Good evening everyone!

It took me some time to figure out how to register to a Newsgroup but
now I'm here:). I am a second year computing student studying at
Imperial College London, whose exams are dangerously approaching.
I've been revising compilers, one of my favorites courses and tried
out a past paper, however I am somewhat stuck on a question, here it
comes :

In a Java Just-In-Time compiler(JIT) it is essential to minimise the time
spent on code generation. Is graph coloring a good approach to register
allocation in a JIT?

I would say no because although graph colouring is an efficient technique it
does however take a rather long time to perform the register allocation.
I don't know what else I could say ( and I'm pretty sure the examiner would
be expecting much more:( ).
Could you please help me out for this question?
Thank you in advance.
Abdulaziz Ghuloum

2006-04-01, 10:03 pm

Poseidon13 wrote:

> Good evening everyone!
>
> It took me some time to figure out how to register to a Newsgroup but
> now I'm here:). I am a second year computing student studying at
> Imperial College London, whose exams are dangerously approaching.
> I've been revising compilers, one of my favorites courses and tried
> out a past paper, however I am somewhat stuck on a question, here it
> comes :
>
> In a Java Just-In-Time compiler(JIT) it is essential to minimise the time
> spent on code generation. Is graph coloring a good approach to register
> allocation in a JIT?
>
> I would say no because although graph colouring is an efficient technique it
> does however take a rather long time to perform the register allocation.
> I don't know what else I could say ( and I'm pretty sure the examiner would
> be expecting much more:( ).
> Could you please help me out for this question?
> Thank you in advance.


The answer is yes. You can use the graph-coloring register allocator
for jit. I have been using it in my Scheme compiler and can compile
medium-size programs (some 26,000 lines of code that uses macros, which
boils to around 100,000 of C code) in acceptable compile times (around
10 secs on a 1.6GHz G5) and this includes reading the program, macro
expansion (around 4 secs), some 10 passes for the front-end, some 20
passes in the backend including register-allocation, and assembly of
the machine-code in-core. The largest procedure I have compiled had
around 16,000 variables and the interference graph had some 1/4 million
edges (meaning it took several iterations to color).

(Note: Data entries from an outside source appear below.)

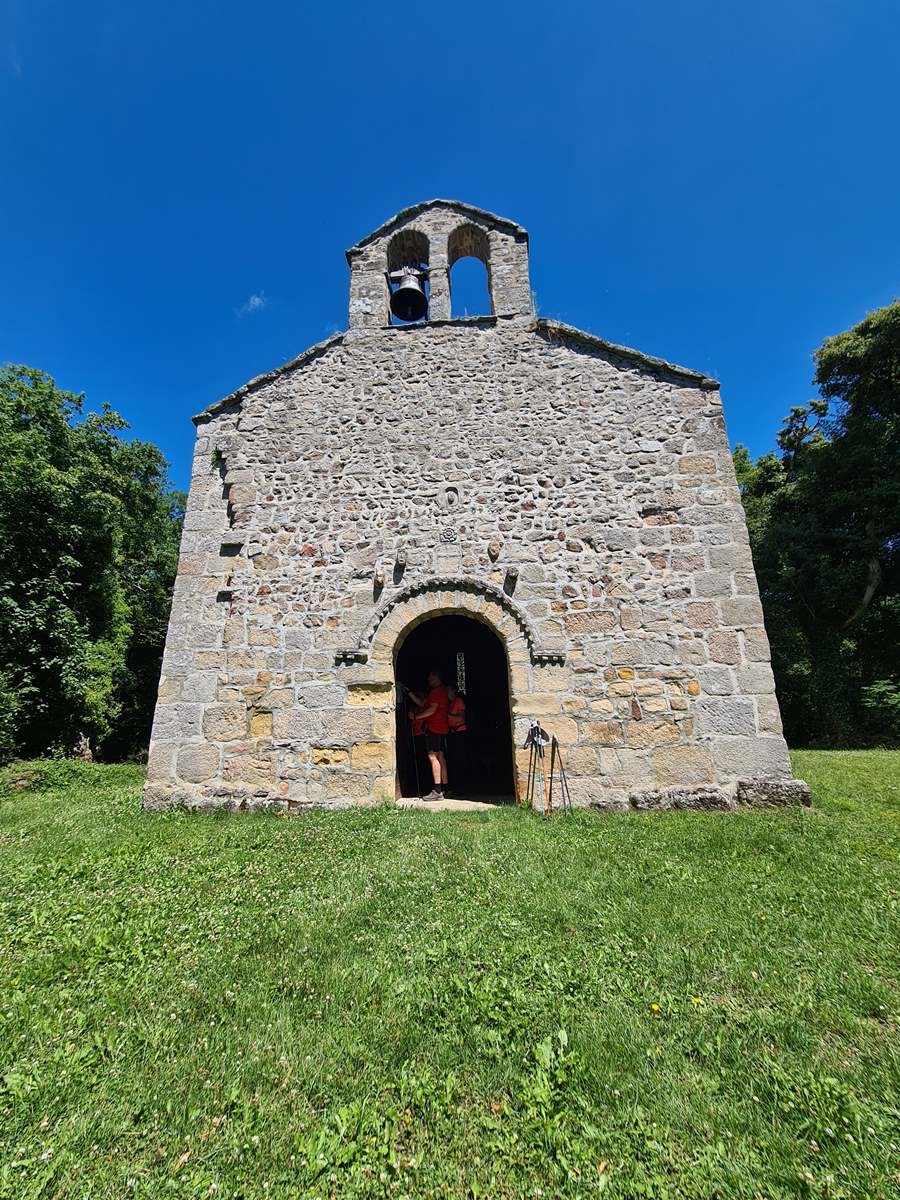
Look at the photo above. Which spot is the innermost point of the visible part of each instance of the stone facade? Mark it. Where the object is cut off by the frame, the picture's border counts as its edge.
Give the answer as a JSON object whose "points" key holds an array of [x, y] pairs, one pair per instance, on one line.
{"points": [[576, 496]]}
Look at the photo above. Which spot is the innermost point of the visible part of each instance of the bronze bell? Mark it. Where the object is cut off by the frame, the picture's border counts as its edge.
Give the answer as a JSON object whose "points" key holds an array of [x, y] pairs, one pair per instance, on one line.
{"points": [[408, 300]]}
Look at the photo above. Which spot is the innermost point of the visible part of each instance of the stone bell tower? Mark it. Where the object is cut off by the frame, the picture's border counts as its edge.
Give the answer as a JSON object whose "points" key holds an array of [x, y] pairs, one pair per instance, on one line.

Now that's research; as for your exam, I would say that the expected
answer is no. Graph-coloring, *as presented in compiler books*, is
inefficient for interactive development. Refer to Niklaus Wirth's
"Compiler Construction"[1] for a one-pass compiler for Oberon that
does not perform register-allocation. Also refer to [2] for a linear
register allocator that is used in a production-quality compiler.

Aziz,,,

[1] Available online at:
http://www.oberon.ethz.ch/WirthPubl/CBEAll.pdf
The linking page (containing other books) is:
http://www.oberon.ethz.ch/books.html
[2] Register Allocation Using Lazy Saves, Eager Restores, and Greedy
Shuffling:
http://citeseer.ist.psu.edu/burger95register.html
Diego Novillo

2006-04-01, 10:03 pm

On 03/29/06 18:56, Poseidon13 wrote:

> In a Java Just-In-Time compiler(JIT) it is essential to minimise the time
> spent on code generation. Is graph coloring a good approach to register
> allocation in a JIT?


The short answer seems to be yes. You may be interested in

Tailoring Graph-Coloring Register Allocation for Runtime Compilation
K. D. Cooper and A. Dasgupta
Proceedings of the 2006 Symposium on Code Generation and Optimization (CGO)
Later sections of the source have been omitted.